Namun, bukan berarti pemerintah bisa berjalan tanpa kontrol publik. Langkah pencegahan tetap harus berprinsip pada keterbukaan, proporsionalitas, dan perlindungan terhadap nasabah sah.
Nasabah yang tidak pernah menggunakan rekeningnya selama bertahun-tahun tentu tak serta-merta bisa dicurigai. Belum tentu ada niat jahat di sana. Bisa jadi, sekadar rekening gaji lama, tabungan darurat, atau sisa administrasi saat kuliah.
Oleh sebab itu, transparansi menjadi kata kunci. Bank harus menyampaikan pemberitahuan sebelum pemblokiran dilakukan.
Nasabah perlu diberi kesempatan untuk memperbarui data, menjelaskan keadaan, bahkan mengaktifkan kembali rekeningnya jika memang bersih. PPATK, bersama OJK dan perbankan, juga mesti membuka saluran pengaduan yang aktif, informatif, dan manusiawi.

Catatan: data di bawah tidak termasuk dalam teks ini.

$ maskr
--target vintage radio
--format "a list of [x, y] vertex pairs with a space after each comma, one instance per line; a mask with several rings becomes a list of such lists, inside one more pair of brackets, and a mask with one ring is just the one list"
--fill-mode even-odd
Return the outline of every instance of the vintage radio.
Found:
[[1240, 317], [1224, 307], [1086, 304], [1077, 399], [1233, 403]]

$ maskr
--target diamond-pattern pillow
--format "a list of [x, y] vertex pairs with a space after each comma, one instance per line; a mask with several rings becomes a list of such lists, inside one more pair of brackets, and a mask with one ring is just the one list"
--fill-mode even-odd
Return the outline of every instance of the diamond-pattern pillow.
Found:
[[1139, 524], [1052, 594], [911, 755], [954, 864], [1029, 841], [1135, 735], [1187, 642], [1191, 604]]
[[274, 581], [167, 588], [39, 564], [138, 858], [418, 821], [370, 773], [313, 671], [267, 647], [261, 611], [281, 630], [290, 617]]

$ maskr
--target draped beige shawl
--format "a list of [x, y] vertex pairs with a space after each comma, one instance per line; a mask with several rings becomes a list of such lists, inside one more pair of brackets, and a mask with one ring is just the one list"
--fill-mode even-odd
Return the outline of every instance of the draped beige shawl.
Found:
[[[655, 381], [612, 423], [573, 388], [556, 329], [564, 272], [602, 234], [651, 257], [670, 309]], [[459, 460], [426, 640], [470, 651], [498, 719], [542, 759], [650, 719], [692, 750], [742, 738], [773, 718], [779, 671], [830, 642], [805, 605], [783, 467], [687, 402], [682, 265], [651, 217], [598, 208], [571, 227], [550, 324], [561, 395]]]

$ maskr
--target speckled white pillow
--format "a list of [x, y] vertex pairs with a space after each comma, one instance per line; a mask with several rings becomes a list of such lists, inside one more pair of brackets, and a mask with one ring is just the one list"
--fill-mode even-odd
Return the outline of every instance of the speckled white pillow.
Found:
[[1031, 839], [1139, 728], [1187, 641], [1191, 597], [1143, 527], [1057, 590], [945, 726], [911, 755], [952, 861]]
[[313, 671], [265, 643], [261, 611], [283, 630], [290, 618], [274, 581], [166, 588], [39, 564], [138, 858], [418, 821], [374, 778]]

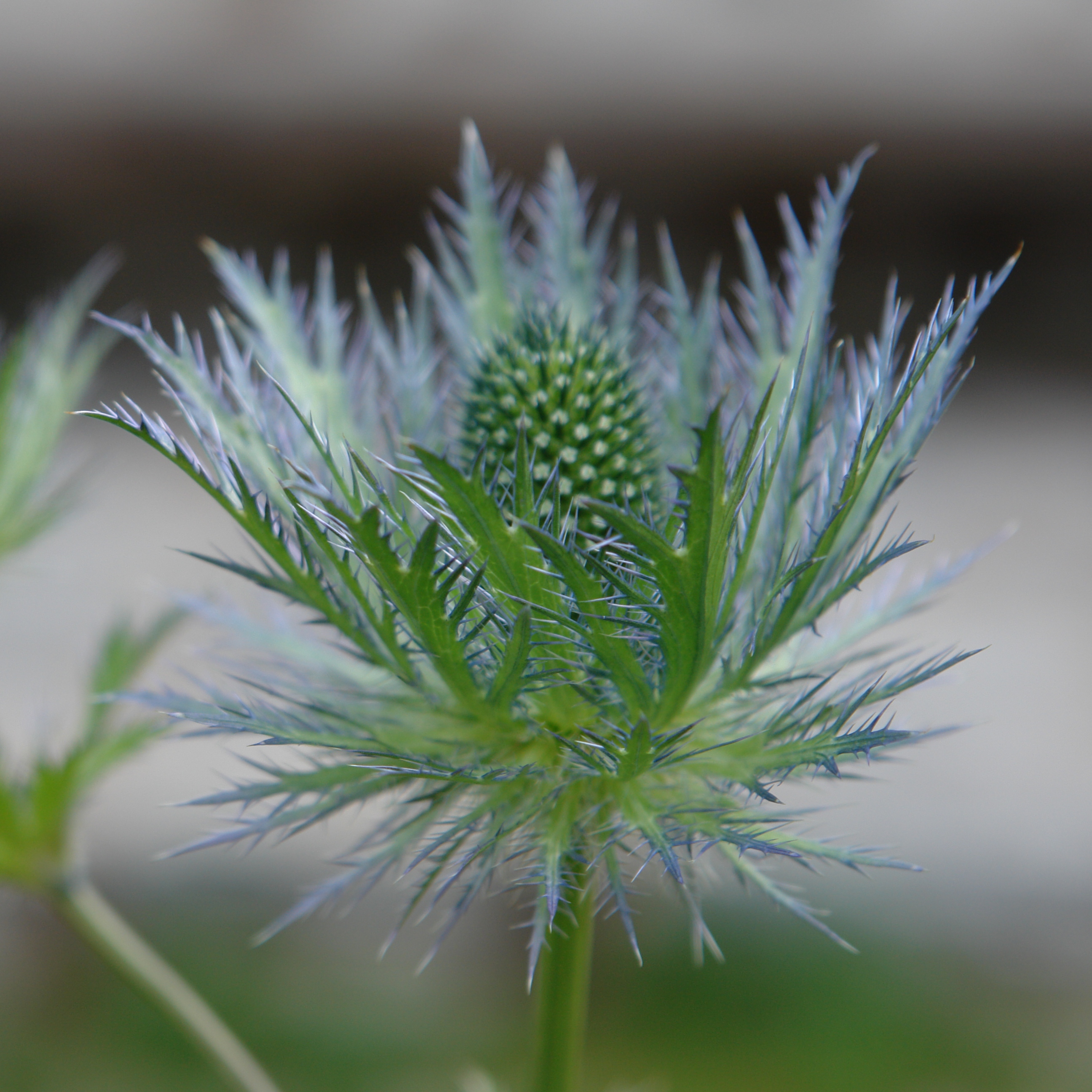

Langkah pencegahan harus cerdas, bukan serampangan. Jangan sampai niat baik negara untuk memberantas kejahatan justru menimbulkan rasa takut atau kehilangan kepercayaan di kalangan nasabah.
Integritas sistem keuangan tidak hanya dibangun dari kekuatan hukum, tetapi juga dari kepercayaan masyarakat yang merasa dilindungi, bukan dituduh tanpa dasar.
Kasus rekening dormant ini adalah ujian penting bagi ekosistem keuangan kita. Di satu sisi, publik sedang membongkar gurita kriminal yang menjadikan rekening sebagai senjata senyap. Di sisi lain, publik juga diingatkan: jangan sampai membasmi hama dengan cara membakar ladang sendiri. (m22)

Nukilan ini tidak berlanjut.